Keeping Your Brain Safe In Winter Weather

Much of Oklahoma just received its first snow for the season. While it isn’t likely to stick around long, there’s a good chance we will see more winter weather before Spring comes around.

Winter weather can be both a blessing and a curse. It can certainly be nice to get a day off work to spend with the family, but the slippery conditions also bring an increased risk of injury – especially concussion or traumatic brain injury.

Slick roads can be dangerous, and car crashes are one of the leading causes of traumatic brain injury in America. The best way to stay safe during slick conditions is to stay off the roads unless absolutely necessary. If you have to get out, it is essential you travel cautiously and watch for patches of ice.

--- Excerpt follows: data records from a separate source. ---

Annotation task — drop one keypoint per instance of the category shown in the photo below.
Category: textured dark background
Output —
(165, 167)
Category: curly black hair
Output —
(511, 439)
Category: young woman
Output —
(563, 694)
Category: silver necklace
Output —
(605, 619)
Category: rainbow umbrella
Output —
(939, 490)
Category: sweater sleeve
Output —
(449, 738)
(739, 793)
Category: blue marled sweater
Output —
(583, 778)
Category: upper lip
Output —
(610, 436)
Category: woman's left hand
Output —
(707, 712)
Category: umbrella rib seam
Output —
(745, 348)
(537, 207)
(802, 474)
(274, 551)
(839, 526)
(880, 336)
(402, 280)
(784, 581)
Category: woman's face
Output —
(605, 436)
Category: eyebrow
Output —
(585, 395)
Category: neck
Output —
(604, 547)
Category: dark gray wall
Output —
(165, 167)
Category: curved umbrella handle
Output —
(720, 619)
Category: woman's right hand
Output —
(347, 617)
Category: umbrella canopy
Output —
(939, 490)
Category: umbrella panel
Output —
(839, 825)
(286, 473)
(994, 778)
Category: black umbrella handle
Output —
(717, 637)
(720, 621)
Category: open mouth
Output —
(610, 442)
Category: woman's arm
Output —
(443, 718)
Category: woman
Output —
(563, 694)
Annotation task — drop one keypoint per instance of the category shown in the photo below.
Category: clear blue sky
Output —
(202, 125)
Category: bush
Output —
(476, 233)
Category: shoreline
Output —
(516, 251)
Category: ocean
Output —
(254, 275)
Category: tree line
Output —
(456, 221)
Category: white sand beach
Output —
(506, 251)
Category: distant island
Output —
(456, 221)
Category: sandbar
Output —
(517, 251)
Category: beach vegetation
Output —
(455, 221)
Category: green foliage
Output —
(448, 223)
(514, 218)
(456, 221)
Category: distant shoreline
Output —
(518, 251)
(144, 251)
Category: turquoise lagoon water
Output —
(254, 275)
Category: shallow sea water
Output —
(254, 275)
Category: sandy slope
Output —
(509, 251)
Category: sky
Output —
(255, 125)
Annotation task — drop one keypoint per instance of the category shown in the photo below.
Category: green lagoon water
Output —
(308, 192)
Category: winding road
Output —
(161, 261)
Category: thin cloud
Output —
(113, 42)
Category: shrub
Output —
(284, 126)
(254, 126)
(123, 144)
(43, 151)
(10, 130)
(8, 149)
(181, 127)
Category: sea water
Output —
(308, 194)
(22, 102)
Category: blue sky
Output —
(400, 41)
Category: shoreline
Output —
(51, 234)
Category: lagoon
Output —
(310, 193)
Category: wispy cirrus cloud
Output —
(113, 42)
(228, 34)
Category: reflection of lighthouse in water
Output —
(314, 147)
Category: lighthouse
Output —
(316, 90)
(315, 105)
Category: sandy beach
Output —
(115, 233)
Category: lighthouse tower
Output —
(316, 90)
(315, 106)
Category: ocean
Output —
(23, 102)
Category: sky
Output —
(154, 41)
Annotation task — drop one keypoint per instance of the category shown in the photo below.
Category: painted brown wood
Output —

Slippery steps and walkways are another major cause of brain injuries this time of year. To protect yourself from a concussion, be sure to take your time and watch your footing. You never know where ice may be hiding under the snow.

Of course, one of the best parts of winter weather is getting to go out and play in the snow, especially if you live in an area with hills or mountains for skiing, sledding, and other winter sports activities. Like any athletic activities, getting out on the slopes carries its own risk of brain injury.

Winter sports-related brain injuries are so common, in fact, the U.S. Centers for Disease Control and Prevention have released a list of tips for staying safe out in the snow:

  • Wear approved, properly fitted, and well-maintained protective equipment, such as helmets.
  • Know the symptoms and danger signs of a concussion, as well as the potential long-term consequences.
  • If you are a parent or coach, carry the U.S. Centers for Disease Control and Prevention’s four-step concussion action plan with you on the ice and on the slopes. Among other things, the plan will remind you to remove any young athletes with a concussion from play, have them evaluated by a medical professional right away, inform their parents about the concussion, and keep them out of play until a medical professional says it’s all right for them to return to the slopes or hockey field.

A concussion can be caused by any bump, jolt, or hit to the head, or even a hit to the body that causes the head and brain to rattle back and forth in the skull. While the majority of concussions are minor, even the most common concussions can be temporarily debilitating and have lasting impacts.

We hope everyone is enjoying the holiday season and the winter weather, but remember to stay safe and protect your brain.